In the 1980s and 90s civil society, and civil society organizations (CSOs) came to be seen as key players in development; aid donors and INGOs like Oxfam increasingly sought them out as partners. So the current global crackdown on ‘civil society space’ is particularly worrying – a major pillar of development is under threat.
Ross Clarke (left) and Araddhya Mehtta (right) from from Oxfam’s Knowledge Hub on Governance and Citizenship have just put together an internal briefing on the problem, and what we should be doing about it (not published yet – there will be a public version at some point). Here they set out some of the background trends for anyone seeking to prevent or reverse the crackdown.
Trend 1: Changing nature of development financing and role of the state
As states become less dependent on western aid, they become less open to influence by western governments. [Developing Country] Governments are less tolerant of CSOs challenging ‘political capture’. In some contexts CSOs doing this are perceived as acting for the political opposition. Weak regulatory and accountability frameworks for civil society make CSOs vulnerable to this charge. Several governments exploit this vulnerability and use new regulations to restrict the space of civil society to debate or challenge their economic and political development agenda. Patterns are emerging where neighbouring states apply very similar legislation and tactics, learning from one another about how to control civil society space.
The hard-fought gains of the 1990s and 2000s on civil society space and citizen participation are being reversed. In
2014, Freedom House Index recorded a decrease in freedom globally for the ninth consecutive year. When civil society criticises government policy or a private sector driven agenda, they are often labelled ‘anti-development’, ‘anti-national’, ‘politically motivated’ and even ‘against national security’. This rhetoric undermines both the legitimacy of many CSOs and their ability to operate. It further is generally coupled with a series of reforms to restrict civil society space and stifle public debate. Moreover, individuals and civil society groups are directly intimidated or violently harassed when taking on vested interests on land or natural resource investment or allocations.
Trend 2: Changing nature of insecurity
The rise of extremist groups, militarised responses to insurgency, conflicts in fragile states, and transnational crime, has led to a dominance of the security agenda. Some extremist groups have created shell CSOs to channel funding and governments use this to justify overly burdensome restrictions on all civil society groups. The security agenda’s dominance lends support to authoritarian regimes and weak democratic governments seeking to restrict civil society’s influence.
Trend 3: Changing nature of civil society organisations
As the rights-based approach gained prominence in the 1990s-2000s, civil society organisations shifted their focus from service delivery to influencing policy. Yet as space to engage in policy and political reform decreases, CSOs are pushed to focus more on non-confrontational, service delivery work. Some countries even mandate the extent to which civil society must work on the provision of services and ‘hardware’.

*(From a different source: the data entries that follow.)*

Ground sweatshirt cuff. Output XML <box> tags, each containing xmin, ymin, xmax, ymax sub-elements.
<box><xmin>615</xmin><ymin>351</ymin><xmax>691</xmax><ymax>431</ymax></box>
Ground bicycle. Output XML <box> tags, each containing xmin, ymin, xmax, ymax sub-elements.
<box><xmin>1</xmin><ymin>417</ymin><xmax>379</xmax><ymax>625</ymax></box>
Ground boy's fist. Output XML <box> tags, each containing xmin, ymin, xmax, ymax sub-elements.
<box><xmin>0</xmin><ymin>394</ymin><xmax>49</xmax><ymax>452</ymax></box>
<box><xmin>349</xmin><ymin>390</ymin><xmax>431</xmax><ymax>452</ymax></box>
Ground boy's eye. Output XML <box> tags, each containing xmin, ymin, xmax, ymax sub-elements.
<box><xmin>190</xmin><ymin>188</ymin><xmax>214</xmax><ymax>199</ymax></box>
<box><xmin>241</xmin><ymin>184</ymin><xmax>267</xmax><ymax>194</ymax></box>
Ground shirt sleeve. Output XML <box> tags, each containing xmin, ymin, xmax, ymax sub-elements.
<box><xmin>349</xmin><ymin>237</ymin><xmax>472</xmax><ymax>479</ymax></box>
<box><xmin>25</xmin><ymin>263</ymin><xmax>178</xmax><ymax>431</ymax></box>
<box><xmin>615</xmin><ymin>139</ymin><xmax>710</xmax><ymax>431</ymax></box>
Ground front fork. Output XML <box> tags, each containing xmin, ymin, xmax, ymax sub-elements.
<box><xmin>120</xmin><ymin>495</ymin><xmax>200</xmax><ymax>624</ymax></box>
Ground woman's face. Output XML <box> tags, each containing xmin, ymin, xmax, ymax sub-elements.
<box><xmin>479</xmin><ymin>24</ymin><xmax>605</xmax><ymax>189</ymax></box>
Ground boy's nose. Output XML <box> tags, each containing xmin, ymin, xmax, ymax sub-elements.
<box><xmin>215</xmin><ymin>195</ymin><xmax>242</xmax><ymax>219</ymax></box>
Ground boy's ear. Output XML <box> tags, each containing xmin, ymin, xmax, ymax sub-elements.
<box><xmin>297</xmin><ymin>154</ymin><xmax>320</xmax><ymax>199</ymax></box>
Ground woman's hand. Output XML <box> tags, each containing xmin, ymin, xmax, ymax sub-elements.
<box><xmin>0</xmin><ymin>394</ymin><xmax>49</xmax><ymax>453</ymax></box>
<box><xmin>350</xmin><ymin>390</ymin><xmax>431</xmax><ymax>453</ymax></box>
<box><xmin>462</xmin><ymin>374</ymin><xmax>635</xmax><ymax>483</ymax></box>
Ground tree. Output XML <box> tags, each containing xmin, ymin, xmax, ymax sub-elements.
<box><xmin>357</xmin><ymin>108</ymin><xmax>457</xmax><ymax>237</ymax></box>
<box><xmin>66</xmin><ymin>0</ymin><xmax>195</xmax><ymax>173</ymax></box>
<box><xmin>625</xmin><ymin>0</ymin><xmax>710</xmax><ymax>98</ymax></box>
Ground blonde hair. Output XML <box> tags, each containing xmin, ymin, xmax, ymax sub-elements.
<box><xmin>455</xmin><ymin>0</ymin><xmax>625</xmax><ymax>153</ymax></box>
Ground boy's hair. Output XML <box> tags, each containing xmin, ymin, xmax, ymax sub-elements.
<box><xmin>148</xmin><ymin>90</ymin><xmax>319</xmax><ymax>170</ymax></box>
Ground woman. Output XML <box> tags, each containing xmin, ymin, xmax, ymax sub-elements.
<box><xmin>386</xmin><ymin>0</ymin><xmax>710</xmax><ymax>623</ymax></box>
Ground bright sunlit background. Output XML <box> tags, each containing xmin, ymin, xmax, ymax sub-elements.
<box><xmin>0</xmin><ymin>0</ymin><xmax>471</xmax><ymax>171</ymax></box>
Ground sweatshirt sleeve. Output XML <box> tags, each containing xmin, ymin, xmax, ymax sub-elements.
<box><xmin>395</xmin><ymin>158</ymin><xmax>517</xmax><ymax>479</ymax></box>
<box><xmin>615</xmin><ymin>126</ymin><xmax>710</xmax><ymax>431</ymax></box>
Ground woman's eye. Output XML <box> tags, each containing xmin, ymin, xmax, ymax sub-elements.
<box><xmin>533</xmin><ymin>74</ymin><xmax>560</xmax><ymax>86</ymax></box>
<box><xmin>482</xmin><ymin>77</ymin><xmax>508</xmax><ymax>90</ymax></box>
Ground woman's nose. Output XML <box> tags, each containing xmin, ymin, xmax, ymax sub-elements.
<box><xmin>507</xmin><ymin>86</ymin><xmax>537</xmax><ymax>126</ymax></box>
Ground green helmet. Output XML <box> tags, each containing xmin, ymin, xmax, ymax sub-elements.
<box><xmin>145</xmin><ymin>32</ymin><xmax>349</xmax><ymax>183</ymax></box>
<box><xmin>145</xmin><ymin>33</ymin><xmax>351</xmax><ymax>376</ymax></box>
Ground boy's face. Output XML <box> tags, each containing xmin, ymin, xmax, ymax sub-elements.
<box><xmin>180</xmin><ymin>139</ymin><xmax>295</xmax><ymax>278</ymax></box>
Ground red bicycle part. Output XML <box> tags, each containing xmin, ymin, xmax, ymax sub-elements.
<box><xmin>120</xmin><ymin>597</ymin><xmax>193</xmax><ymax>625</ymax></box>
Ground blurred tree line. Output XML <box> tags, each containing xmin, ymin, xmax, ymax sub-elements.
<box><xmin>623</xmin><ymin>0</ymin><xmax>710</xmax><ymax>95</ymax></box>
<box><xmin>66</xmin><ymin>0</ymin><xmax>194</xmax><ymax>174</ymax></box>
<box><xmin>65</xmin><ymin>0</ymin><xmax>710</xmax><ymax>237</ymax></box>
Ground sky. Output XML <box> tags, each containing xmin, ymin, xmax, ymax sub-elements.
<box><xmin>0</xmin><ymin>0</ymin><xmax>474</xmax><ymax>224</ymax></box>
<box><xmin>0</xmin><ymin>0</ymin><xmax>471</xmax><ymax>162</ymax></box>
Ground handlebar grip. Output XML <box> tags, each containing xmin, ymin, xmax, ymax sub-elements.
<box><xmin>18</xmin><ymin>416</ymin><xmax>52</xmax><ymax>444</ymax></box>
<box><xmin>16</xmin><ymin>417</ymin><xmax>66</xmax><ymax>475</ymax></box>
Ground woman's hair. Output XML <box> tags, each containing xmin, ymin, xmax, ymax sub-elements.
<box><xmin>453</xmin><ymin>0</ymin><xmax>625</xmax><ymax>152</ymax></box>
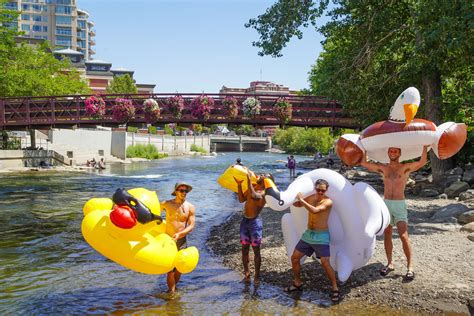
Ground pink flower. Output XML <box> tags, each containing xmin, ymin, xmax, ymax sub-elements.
<box><xmin>112</xmin><ymin>98</ymin><xmax>135</xmax><ymax>123</ymax></box>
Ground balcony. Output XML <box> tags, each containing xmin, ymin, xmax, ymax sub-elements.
<box><xmin>89</xmin><ymin>29</ymin><xmax>96</xmax><ymax>36</ymax></box>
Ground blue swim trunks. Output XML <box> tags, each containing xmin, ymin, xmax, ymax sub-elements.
<box><xmin>295</xmin><ymin>229</ymin><xmax>330</xmax><ymax>258</ymax></box>
<box><xmin>240</xmin><ymin>216</ymin><xmax>263</xmax><ymax>246</ymax></box>
<box><xmin>384</xmin><ymin>199</ymin><xmax>408</xmax><ymax>226</ymax></box>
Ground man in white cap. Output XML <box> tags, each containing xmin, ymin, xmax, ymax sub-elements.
<box><xmin>160</xmin><ymin>182</ymin><xmax>196</xmax><ymax>293</ymax></box>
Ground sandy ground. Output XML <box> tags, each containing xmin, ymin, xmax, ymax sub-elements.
<box><xmin>207</xmin><ymin>197</ymin><xmax>474</xmax><ymax>314</ymax></box>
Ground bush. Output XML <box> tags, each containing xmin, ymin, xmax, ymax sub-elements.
<box><xmin>273</xmin><ymin>127</ymin><xmax>336</xmax><ymax>154</ymax></box>
<box><xmin>190</xmin><ymin>144</ymin><xmax>207</xmax><ymax>153</ymax></box>
<box><xmin>126</xmin><ymin>144</ymin><xmax>168</xmax><ymax>160</ymax></box>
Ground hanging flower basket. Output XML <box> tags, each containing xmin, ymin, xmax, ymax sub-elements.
<box><xmin>222</xmin><ymin>96</ymin><xmax>239</xmax><ymax>119</ymax></box>
<box><xmin>143</xmin><ymin>98</ymin><xmax>160</xmax><ymax>123</ymax></box>
<box><xmin>112</xmin><ymin>98</ymin><xmax>135</xmax><ymax>123</ymax></box>
<box><xmin>167</xmin><ymin>95</ymin><xmax>184</xmax><ymax>119</ymax></box>
<box><xmin>242</xmin><ymin>97</ymin><xmax>261</xmax><ymax>118</ymax></box>
<box><xmin>273</xmin><ymin>97</ymin><xmax>293</xmax><ymax>124</ymax></box>
<box><xmin>191</xmin><ymin>95</ymin><xmax>214</xmax><ymax>120</ymax></box>
<box><xmin>84</xmin><ymin>95</ymin><xmax>106</xmax><ymax>119</ymax></box>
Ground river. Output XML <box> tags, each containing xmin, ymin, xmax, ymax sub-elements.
<box><xmin>0</xmin><ymin>152</ymin><xmax>398</xmax><ymax>314</ymax></box>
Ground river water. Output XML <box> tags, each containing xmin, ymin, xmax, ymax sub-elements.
<box><xmin>0</xmin><ymin>153</ymin><xmax>400</xmax><ymax>314</ymax></box>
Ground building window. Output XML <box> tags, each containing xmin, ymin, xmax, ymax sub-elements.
<box><xmin>89</xmin><ymin>65</ymin><xmax>108</xmax><ymax>72</ymax></box>
<box><xmin>33</xmin><ymin>15</ymin><xmax>43</xmax><ymax>22</ymax></box>
<box><xmin>56</xmin><ymin>0</ymin><xmax>72</xmax><ymax>4</ymax></box>
<box><xmin>42</xmin><ymin>26</ymin><xmax>48</xmax><ymax>32</ymax></box>
<box><xmin>56</xmin><ymin>15</ymin><xmax>72</xmax><ymax>25</ymax></box>
<box><xmin>56</xmin><ymin>36</ymin><xmax>71</xmax><ymax>46</ymax></box>
<box><xmin>22</xmin><ymin>4</ymin><xmax>29</xmax><ymax>11</ymax></box>
<box><xmin>5</xmin><ymin>2</ymin><xmax>17</xmax><ymax>10</ymax></box>
<box><xmin>21</xmin><ymin>14</ymin><xmax>30</xmax><ymax>21</ymax></box>
<box><xmin>77</xmin><ymin>30</ymin><xmax>86</xmax><ymax>39</ymax></box>
<box><xmin>55</xmin><ymin>5</ymin><xmax>71</xmax><ymax>14</ymax></box>
<box><xmin>21</xmin><ymin>24</ymin><xmax>30</xmax><ymax>31</ymax></box>
<box><xmin>32</xmin><ymin>4</ymin><xmax>41</xmax><ymax>11</ymax></box>
<box><xmin>77</xmin><ymin>20</ymin><xmax>86</xmax><ymax>29</ymax></box>
<box><xmin>32</xmin><ymin>25</ymin><xmax>42</xmax><ymax>32</ymax></box>
<box><xmin>56</xmin><ymin>27</ymin><xmax>71</xmax><ymax>35</ymax></box>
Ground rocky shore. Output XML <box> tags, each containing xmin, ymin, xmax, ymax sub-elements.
<box><xmin>207</xmin><ymin>163</ymin><xmax>474</xmax><ymax>314</ymax></box>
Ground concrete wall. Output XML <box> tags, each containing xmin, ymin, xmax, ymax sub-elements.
<box><xmin>0</xmin><ymin>150</ymin><xmax>67</xmax><ymax>168</ymax></box>
<box><xmin>111</xmin><ymin>131</ymin><xmax>127</xmax><ymax>160</ymax></box>
<box><xmin>48</xmin><ymin>129</ymin><xmax>113</xmax><ymax>163</ymax></box>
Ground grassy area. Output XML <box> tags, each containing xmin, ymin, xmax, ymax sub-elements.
<box><xmin>190</xmin><ymin>144</ymin><xmax>207</xmax><ymax>153</ymax></box>
<box><xmin>126</xmin><ymin>144</ymin><xmax>168</xmax><ymax>160</ymax></box>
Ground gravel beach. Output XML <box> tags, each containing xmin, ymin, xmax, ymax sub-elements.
<box><xmin>207</xmin><ymin>197</ymin><xmax>474</xmax><ymax>314</ymax></box>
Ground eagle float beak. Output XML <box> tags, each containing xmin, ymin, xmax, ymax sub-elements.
<box><xmin>403</xmin><ymin>103</ymin><xmax>418</xmax><ymax>127</ymax></box>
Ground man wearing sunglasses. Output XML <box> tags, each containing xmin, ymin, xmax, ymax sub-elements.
<box><xmin>234</xmin><ymin>171</ymin><xmax>274</xmax><ymax>284</ymax></box>
<box><xmin>160</xmin><ymin>182</ymin><xmax>196</xmax><ymax>293</ymax></box>
<box><xmin>284</xmin><ymin>179</ymin><xmax>340</xmax><ymax>303</ymax></box>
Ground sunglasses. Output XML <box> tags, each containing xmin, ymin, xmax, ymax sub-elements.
<box><xmin>315</xmin><ymin>188</ymin><xmax>327</xmax><ymax>193</ymax></box>
<box><xmin>176</xmin><ymin>189</ymin><xmax>189</xmax><ymax>193</ymax></box>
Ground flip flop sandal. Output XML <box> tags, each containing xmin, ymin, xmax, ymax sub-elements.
<box><xmin>404</xmin><ymin>270</ymin><xmax>415</xmax><ymax>281</ymax></box>
<box><xmin>330</xmin><ymin>289</ymin><xmax>341</xmax><ymax>302</ymax></box>
<box><xmin>284</xmin><ymin>283</ymin><xmax>303</xmax><ymax>292</ymax></box>
<box><xmin>380</xmin><ymin>265</ymin><xmax>395</xmax><ymax>276</ymax></box>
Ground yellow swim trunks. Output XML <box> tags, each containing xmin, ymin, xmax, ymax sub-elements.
<box><xmin>384</xmin><ymin>199</ymin><xmax>408</xmax><ymax>226</ymax></box>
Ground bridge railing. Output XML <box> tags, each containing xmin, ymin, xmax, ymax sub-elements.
<box><xmin>0</xmin><ymin>93</ymin><xmax>358</xmax><ymax>129</ymax></box>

With increased foreign funding for national CSOs comes increased scepticism of international CSOs and western donors. For example, in 2014, the Carnegie Endowment for International Peace reported that 50 countries place restrictions on overseas funding for NGOs. As a result, many CSOs, particularly those with rights-based mandates, have had their funds frozen or restricted. The backlash against rights-based advocacy organisations has meant that individuals and CSOs have been put on watch lists and are forced to go underground, creating an atmosphere of fear and self-censorship. This trend also has extremely violent consequences. During the first 10 months of 2014, 130 human rights defenders were killed.
Trend 4: Changing nature of information and communication technology (ICT)
The increasing prominence of ICT is a double-edged sword. It facilitates increased voice and citizen mobilisation in powerful new ways. However, it provides equally powerful tools to monitor and restrict the legitimate activities of civil society.
Social movements increasingly use technology to connect with and learn from each other. As the Arab Spring and recent uprisings in Brazil, Turkey and Ukraine demonstrate, citizens – particularly youth – are mobilising in stronger, more powerful ways.
The spread of ICTs has also led to new legislation regulating these new spaces, often amounting to severe restrictions on freedom of expression. Governments use data that citizens willingly put online to monitor them, and employ sophisticated surveillance technologies to track and target activists. A number of countries lost ground in Freedom House’s index due to state surveillance, restrictions on internet communications, and curbs on personal autonomy. In 2013, 92 writers, 50% of PEN International’s case list, were in prison or detention for using digital technologies.
Trend 5: Challenges with self regulation
Many of the CSOs started in the 1990s and 2000s boom years (and some existing ones) have weak governance and accountability structures, allowing some governments to question their legitimacy. CSOs need to accept their own shortcomings in this regard. In many cases, both international and national CSOs have been either unable or unwilling to meet basic reporting and administrative requirements. Many INGOs are further perceived – rightly or wrongly – as being more concerned with their own survival than the needs of their clients. Yet although reasonable regulation is legitimate, much bureaucratic oversight has become overly burdensome – a tool to obstruct and constrain dissenting voices rather than enhance accountability. Many CSOs are unable to cope with complex, changing procedures and struggle to obtain unrestricted funding required for effective, accountable organisations.